In her recent Mercer Island Reporter piece, Representative Judy Clibborn claims concern about the effects that I-90 tolling will have on Mercer Island residents, businesses and employees. However, her expressed concern about the deleterious effects of I-90 tolling on Mercer Island is seriously undercut by her roll-out of a $10 billion transportation funding package that allocates not a single dime towards SR-520 construction. Instead, a $1.4 billion funding shortfall will be borne entirely by those travelling on I-90.
To decrease that burden, Rep. Clibborn has sponsored HB 1945, outlining possible I-90 toll protection for MI residents. Yet, the bill only directs WSDOT to “explore options to mitigate any disproportionate impact” of tolling. Presently unknown are where this exploration will lead and whether or not that mitigation will be permanent. Once tolling is established, the same gantries that offer free passage one year can be easily reprogrammed, at the drop of a budgetary shortfall the next year, to collect full fare from all travelers.
Furthermore, by appearing to mitigate Mercer Islanders’ I-90 tolling concerns, HB 1945 undermines the need for a full environmental impact study to comprehensively analyze the impacts of tolling I-90 on the entire Puget Sound region and I-90 corridor.
Additionally, Rep. Clibborn’s claim that the current tolling plan involves tolling only the floating section of I-90 is contradicted by a WSDOT presentation in the 2008 SR-520 Tolling Implementation Committee Report, in which segmented tolls, both on the east and west approaches of MI, are offered as alternatives 3 and 4 (www.wsdot.wa.gov/Partners/Build520/documents/FINALOpenHousePresentation_Nov08.pdf). Indeed, the current WSDOT website (www.wsdot.wa.gov/Tolling/I90/I90EALocation.htm) shows three potential gantry sites, including the East Channel Bridge. At the Jan. 7, 2013, Mercer Island City Council meeting, WSDOT’s tolling director, Craig Stone, and Judy Clibborn offered no clarification on the final plans.
Unfortunately, users of I-90 do not know what to believe. In her recent MIR article (March 6, 2013), Rep. Clibborn states, “The decision to toll I-90 was set in motion in 2009…” Yet, in early 2008, Rep. Clibborn sponsored ESHB 3096, which required WSDOT to work with FHWA “to determine what steps would be needed to toll the Interstate 90 bridge,” not the floating bridge. Then, in the Seattle Times on March 13, 2009, she declares that tolling I-90 “…isn’t on the table and it won’t be,” since it would be unfair to force drivers using one bridge to pay for something they are not using (http://o.seattletimes.nwsource.com/html/politics/2008739571_520bridge13m.html).

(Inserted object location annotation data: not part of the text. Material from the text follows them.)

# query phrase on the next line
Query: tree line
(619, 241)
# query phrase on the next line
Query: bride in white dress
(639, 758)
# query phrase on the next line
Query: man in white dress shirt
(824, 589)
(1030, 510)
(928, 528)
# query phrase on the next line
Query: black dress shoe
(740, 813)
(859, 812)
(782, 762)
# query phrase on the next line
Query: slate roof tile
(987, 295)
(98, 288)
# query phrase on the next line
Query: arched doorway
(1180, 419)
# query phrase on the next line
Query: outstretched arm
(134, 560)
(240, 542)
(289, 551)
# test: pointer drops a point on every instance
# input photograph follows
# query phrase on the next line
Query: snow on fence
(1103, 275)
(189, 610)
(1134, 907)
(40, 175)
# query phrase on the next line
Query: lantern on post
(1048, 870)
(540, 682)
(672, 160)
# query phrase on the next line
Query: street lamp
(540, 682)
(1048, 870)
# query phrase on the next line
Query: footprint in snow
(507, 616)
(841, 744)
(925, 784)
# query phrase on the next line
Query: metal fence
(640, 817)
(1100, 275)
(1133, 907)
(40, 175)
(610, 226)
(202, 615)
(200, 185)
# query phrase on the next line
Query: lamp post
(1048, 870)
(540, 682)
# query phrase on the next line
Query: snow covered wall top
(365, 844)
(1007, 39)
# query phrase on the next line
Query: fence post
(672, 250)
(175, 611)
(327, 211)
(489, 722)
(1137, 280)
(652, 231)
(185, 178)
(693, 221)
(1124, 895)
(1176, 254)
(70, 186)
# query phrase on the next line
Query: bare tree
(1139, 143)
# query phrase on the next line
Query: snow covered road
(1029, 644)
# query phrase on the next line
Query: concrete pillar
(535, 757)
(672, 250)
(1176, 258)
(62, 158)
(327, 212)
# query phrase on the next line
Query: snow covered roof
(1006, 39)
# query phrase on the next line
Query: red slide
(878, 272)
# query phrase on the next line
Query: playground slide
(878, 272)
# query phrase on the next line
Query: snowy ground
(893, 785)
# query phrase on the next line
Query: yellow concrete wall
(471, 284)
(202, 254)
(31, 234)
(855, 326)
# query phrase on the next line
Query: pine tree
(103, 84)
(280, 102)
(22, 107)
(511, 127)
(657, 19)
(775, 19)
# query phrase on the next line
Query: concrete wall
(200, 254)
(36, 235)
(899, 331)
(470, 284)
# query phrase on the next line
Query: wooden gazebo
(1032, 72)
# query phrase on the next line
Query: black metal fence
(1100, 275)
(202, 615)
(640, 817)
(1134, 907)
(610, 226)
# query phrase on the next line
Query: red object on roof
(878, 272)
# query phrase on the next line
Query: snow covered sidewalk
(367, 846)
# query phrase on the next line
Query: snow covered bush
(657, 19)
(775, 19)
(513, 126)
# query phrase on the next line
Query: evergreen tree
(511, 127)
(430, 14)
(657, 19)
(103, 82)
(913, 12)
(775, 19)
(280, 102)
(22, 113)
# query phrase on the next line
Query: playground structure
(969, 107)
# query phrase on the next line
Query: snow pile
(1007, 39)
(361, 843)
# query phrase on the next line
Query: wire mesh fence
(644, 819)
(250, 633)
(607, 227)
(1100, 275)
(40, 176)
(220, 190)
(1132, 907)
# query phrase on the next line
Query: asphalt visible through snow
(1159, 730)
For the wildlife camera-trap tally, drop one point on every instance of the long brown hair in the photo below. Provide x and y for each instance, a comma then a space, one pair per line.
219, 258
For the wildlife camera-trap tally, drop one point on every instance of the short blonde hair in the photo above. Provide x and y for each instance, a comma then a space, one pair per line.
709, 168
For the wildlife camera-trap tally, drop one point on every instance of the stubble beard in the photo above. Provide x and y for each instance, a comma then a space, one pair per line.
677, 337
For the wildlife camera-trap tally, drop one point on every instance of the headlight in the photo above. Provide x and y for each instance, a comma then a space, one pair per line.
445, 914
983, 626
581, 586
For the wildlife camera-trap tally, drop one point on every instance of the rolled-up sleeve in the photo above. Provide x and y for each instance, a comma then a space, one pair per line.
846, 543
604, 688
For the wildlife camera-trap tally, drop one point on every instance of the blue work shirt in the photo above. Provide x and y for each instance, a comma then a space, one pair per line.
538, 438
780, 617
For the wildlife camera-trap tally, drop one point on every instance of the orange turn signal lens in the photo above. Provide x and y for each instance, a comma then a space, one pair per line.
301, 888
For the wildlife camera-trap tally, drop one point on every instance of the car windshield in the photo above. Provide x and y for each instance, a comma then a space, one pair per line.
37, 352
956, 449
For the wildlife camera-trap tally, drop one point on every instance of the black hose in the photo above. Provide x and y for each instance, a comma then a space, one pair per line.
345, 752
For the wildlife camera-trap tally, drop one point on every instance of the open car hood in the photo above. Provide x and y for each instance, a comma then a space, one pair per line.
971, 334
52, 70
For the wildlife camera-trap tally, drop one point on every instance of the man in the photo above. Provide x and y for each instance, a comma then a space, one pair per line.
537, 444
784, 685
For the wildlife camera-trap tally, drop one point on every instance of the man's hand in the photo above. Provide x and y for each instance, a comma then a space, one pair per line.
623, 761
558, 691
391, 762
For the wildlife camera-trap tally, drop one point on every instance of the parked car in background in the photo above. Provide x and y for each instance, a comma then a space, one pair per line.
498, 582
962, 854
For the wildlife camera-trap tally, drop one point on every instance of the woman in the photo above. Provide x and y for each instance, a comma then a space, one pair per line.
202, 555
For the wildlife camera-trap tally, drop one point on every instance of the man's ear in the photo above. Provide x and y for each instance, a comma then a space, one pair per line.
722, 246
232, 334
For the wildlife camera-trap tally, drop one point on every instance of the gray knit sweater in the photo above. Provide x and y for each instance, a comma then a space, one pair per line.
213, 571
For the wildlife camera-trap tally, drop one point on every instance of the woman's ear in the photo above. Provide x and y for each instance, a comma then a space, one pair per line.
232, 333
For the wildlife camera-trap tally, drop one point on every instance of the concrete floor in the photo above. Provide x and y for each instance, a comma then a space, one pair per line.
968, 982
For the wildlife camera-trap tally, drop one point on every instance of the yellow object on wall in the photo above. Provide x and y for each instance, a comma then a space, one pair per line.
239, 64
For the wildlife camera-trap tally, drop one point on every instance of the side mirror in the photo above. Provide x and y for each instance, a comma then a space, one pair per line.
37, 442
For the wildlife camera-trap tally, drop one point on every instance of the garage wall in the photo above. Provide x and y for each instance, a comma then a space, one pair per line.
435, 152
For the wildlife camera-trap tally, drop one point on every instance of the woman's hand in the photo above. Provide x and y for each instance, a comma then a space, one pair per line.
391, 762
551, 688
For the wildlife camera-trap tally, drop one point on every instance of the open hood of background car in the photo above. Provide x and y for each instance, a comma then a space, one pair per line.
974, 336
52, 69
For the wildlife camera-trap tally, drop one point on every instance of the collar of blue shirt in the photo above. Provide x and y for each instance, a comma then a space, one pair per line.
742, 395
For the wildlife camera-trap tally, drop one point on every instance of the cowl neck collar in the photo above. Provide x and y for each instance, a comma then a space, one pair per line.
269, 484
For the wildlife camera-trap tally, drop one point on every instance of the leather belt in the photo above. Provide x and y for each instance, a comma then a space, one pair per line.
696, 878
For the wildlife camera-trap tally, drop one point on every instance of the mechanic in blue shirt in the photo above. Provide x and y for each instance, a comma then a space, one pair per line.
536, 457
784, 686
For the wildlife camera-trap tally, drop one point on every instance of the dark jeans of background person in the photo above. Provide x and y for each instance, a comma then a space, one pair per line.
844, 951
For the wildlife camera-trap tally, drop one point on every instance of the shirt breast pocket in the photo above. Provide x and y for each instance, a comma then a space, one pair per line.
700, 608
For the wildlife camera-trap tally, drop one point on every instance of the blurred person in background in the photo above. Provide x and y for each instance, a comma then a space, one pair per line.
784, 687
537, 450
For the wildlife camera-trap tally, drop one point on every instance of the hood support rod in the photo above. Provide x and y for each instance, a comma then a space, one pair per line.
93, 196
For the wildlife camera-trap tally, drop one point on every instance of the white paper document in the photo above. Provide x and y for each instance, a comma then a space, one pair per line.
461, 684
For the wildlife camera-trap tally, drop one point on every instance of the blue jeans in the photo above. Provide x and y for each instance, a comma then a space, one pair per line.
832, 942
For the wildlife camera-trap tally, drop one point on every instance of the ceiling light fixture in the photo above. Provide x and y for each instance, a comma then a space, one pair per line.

Mercer Island employees, students, residents and all who use I-90, from Seattle to Spokane, are owed the truth. Judy Clibborn’s mitigation proposal is no solution for Mercer Island, just as tolling I-90 is neither an answer for a pervasive shortage of transportation funding or for traffic congestion. Funneling of funds from an existing interstate to fund another project sets no limit on expenditures, establishing a flawed precedent for the entire country. Piecemeal tolling, adding portions of roads to the tolling menu, will increase congestion as drivers shift routes seeking less expensive options. A better solution would be state and regional transportation funding packages that spread costs more broadly, accompanied by trimming unnecessary expenditures.
I-90 users must not resign themselves to the unprecedented tolling of an existing interstate highway to fund another project. The decision to toll I-90 may have been set into motion, but we must let our legislators hear that such a precedent is unacceptable.
Eva Zemplenyi is the co-chair of NotollI90.org.